Monday, February 16, 2009

Moratorium on Coal Plants?

From what I understand of James Hansen's work, and the implications as spelled out in earlier posts on this blog, our society and the entire world, must have a moratorium on coal plants starting now. I have not personally taken a position on that question because I recognize that forbearance can be a very important virtue as long as we move efficiently and rapidly toward reducing our overall carbon footprint. But as lawyers sometimes like to say, time is of the essence.

This from the New York Times: This green chorus also includes Al Gore, the former vice president, Eric E. Schmidt, the chief executive of Google, and Harry Reid, the Senate majority leader, who has called for a moratorium on new coal plants.

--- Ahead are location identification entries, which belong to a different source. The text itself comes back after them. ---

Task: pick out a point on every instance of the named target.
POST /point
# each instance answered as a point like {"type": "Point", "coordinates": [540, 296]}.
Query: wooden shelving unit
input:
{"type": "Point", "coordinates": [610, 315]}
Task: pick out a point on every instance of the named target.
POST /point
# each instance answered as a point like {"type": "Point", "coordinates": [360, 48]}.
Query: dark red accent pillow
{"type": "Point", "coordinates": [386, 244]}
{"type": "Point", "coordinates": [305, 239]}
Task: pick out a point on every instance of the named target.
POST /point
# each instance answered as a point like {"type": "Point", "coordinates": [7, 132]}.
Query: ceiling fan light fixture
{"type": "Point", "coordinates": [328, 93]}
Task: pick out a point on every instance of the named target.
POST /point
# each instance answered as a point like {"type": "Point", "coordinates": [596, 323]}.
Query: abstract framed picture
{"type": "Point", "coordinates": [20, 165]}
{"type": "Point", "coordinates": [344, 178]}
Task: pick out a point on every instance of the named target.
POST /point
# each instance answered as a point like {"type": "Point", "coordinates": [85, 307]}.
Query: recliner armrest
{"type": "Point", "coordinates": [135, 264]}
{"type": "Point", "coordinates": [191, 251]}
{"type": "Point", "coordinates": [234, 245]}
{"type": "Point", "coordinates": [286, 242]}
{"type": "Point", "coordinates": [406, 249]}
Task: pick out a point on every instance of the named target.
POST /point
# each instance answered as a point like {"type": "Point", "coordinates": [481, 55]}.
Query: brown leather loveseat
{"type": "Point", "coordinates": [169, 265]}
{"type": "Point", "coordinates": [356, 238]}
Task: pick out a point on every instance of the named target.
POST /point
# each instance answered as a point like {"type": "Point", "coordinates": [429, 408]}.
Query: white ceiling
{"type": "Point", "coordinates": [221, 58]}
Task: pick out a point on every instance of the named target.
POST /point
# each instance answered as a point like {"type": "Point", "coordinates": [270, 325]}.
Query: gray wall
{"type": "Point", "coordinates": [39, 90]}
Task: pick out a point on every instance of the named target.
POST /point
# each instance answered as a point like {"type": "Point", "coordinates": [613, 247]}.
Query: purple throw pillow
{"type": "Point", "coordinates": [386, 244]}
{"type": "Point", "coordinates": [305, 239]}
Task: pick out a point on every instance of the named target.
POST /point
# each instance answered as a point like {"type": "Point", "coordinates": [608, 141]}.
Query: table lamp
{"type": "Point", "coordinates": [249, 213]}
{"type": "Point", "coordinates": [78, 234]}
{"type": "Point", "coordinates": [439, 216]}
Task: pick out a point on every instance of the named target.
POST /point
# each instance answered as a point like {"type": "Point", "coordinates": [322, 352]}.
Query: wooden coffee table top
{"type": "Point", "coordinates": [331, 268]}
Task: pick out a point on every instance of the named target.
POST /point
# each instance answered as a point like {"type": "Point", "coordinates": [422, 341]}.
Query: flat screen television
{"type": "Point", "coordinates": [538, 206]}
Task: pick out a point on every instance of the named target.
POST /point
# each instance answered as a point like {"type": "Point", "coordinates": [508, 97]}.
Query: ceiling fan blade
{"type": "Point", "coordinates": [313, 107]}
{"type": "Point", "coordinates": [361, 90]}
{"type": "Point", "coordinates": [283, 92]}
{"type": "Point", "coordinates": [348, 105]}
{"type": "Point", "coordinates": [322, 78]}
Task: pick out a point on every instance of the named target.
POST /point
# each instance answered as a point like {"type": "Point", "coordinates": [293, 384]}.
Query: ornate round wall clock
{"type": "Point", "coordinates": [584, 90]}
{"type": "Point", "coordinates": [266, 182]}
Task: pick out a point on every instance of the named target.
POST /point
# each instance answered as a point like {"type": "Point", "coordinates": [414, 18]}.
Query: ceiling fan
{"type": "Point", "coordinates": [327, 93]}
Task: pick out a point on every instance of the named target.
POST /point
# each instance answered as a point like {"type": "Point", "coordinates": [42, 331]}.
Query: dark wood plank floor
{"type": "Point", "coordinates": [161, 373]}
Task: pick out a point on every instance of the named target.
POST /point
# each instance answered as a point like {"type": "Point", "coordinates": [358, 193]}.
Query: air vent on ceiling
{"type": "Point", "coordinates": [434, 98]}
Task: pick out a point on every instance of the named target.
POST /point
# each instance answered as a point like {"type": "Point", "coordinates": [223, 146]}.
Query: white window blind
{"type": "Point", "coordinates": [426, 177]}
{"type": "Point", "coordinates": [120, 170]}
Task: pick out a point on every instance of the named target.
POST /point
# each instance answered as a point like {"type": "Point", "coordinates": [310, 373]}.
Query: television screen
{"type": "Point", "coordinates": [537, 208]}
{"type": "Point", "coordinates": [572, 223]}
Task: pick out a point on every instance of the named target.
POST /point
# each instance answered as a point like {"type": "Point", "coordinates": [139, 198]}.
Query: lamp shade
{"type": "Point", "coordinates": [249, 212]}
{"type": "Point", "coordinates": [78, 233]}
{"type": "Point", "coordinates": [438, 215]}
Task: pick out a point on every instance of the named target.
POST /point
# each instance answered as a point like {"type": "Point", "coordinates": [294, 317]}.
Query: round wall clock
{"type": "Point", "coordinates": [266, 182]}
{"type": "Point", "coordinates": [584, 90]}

Is America Ready to Quit Coal?

Also possibly of interest in the article is the appearance of The Rising Tide, which made an appearance at the Harvard talk given by Steven Leer of Arch Coal. Here is the best picture I captured of that protest demonstration from my vantage point in the middle of the audience. The same New York Times article has this about their protest of Duke Energy's proposed coal-fired power plant:

Last May, protesters took over James E. Rogers’s front lawn in Charlotte, N.C., unfurling banners declaring “No new coal” and erecting a makeshift “green power plant” — which, they said in a press release, was fueled by “the previously unexplored energy source known as hot air, which has been found in large concentrations” at his home. And so it goes for Mr. Rogers, the chief executive of Duke Energy. For three years, environmentalists have been battling to stop his company from building a large coal-fired power plant in southwestern North Carolina.

The interesting things about the Rising Tide demonstrations is that they are in at least two different geographical regions, and that they were both apparently very well planned. (You cannot set up shop on the front lawn of a CEO of a major company and have it witnessed without some skillful preparation.) See Natasha Whitney's article about the event in the Harvard Crimson ( See the YouTube entry ( for the Rising Tide video of the Harvard demonstration. The camera angle is excellent, the result of careful planning. The demonstration triggered during the time that a person from Rising Tide in the audience was asking some challenging questions. As a member of the audience, I was completely suprised when the demonstration suddenly unfolded. And when Dan Schrag of Harvard stood up to interrupt the demonstration and confront the questioner, the demonstrators folded their cards quickly and without dispute. Of course, the real deal is the influence of the YouTube video, and capturing that video is something that the protesters had already achieved. It was captioned and put up on YouTube in significantly less than 24 hours, further evidence of how well planned and executed the protest really was.